TraceIdRatioBased and ParentBased are the SDK’s built-in samplers that allow you to implement deterministic head-based sampling based on the trace_id
at the SDK level.
With head-based sampling, the APM metrics are computed on the sampled traffic, since only the sampled traffic is sent to the OpenTelemetry Collector or Datadog Agent, which is where the metrics calculation is done.
To get accurate stats, you can upscale the metrics by using formulas and functions in Datadog dashboards and monitors, provided that you know the configured sampling rate in the SDK.
Use the ingestion volume control guide to read more about the implications of setting up trace sampling on trace analytics monitors and metrics from spans.
Collector-level sampling
At the OpenTelemetry collector level, you can do tail-based sampling, which allows you to define more advanced rules to keep accrued visibility over error or high latency traces.
The Tail Sampling Processor and Probabilistic Sampling Processor allow you to sample traces based on a set of rules at the collector level.
Note: Tail sampling’s main limitation is that all spans for a given trace must be received by the same collector instance for effective sampling decisions. If the trace is distributed across multiple collector instances, there’s a risk that some parts of a trace are dropped whereas some other parts of the same trace are sent to Datadog.
To ensure that APM metrics are computed based on 100% of the applications’ traffic while using collector-level tail-based sampling, use the Datadog Connector.
See the ingestion volume control guide for information about the implications of setting up trace sampling on trace analytics monitors and metrics from spans.
Sampling with the Datadog Agent
When using Datadog Agent OTLP Ingest, a probabilistic sampler is available starting from Agent version 7.44.0. Configure it using the DD_OTLP_CONFIG_TRACES_PROBABILISTIC_SAMPLER_SAMPLING_PERCENTAGE
environment variable, or set the following YAML in your Agent’s configuration file:
otlp_config:
# ...
traces:
probabilistic_sampler:
sampling_percentage: 50
In the above example, 50% of traces are captured.
Note: Probabilistic sampler properties ensure that only complete traces are ingested, assuming you use the same sampling percentage across all Agents.

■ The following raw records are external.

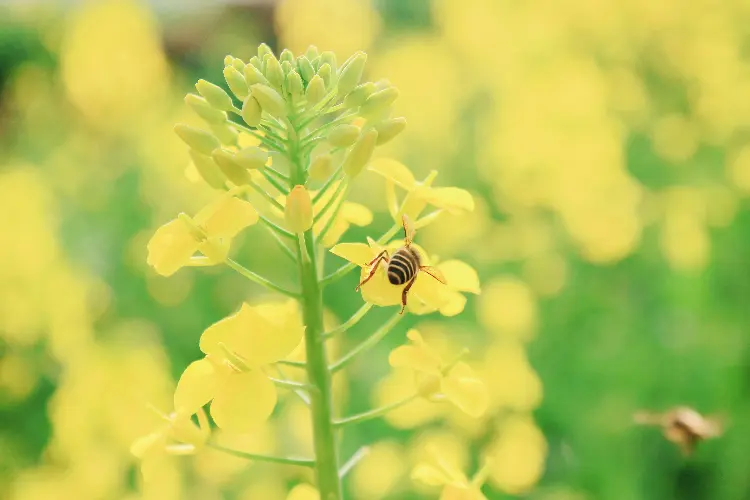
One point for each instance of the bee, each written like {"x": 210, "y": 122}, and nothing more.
{"x": 683, "y": 426}
{"x": 404, "y": 266}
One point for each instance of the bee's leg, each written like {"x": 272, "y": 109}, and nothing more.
{"x": 382, "y": 256}
{"x": 406, "y": 291}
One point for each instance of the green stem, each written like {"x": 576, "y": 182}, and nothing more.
{"x": 375, "y": 413}
{"x": 256, "y": 278}
{"x": 368, "y": 343}
{"x": 350, "y": 322}
{"x": 302, "y": 462}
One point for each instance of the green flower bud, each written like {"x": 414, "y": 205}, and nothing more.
{"x": 379, "y": 101}
{"x": 203, "y": 109}
{"x": 343, "y": 136}
{"x": 269, "y": 100}
{"x": 329, "y": 58}
{"x": 264, "y": 49}
{"x": 256, "y": 62}
{"x": 251, "y": 111}
{"x": 298, "y": 213}
{"x": 226, "y": 134}
{"x": 208, "y": 169}
{"x": 273, "y": 71}
{"x": 351, "y": 73}
{"x": 316, "y": 90}
{"x": 294, "y": 84}
{"x": 200, "y": 140}
{"x": 359, "y": 95}
{"x": 389, "y": 129}
{"x": 215, "y": 95}
{"x": 233, "y": 171}
{"x": 306, "y": 70}
{"x": 236, "y": 81}
{"x": 251, "y": 158}
{"x": 287, "y": 55}
{"x": 321, "y": 167}
{"x": 359, "y": 155}
{"x": 325, "y": 73}
{"x": 253, "y": 75}
{"x": 311, "y": 52}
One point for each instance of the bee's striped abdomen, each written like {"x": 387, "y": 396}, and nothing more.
{"x": 403, "y": 266}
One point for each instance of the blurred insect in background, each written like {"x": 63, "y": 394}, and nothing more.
{"x": 404, "y": 266}
{"x": 683, "y": 426}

The probabilistic sampler ignores spans for which the sampling priority is already set at the SDK level. Additionally, spans not caught by the probabilistic sampler might still be captured by the Datadog Agent’s error and rare samplers, ensuring a higher representation of errors and rare endpoint traces in the ingested dataset.
Monitor ingested volumes from Datadog UI
You can leverage the APM Estimated Usage dashboard and the estimated usage metric datadog.estimated_usage.apm.ingested_bytes
to get visibility into your ingested volumes for a specific time period. Filter the dashboard to specific environments and services to see which services are responsible for the largest shares of the ingested volume.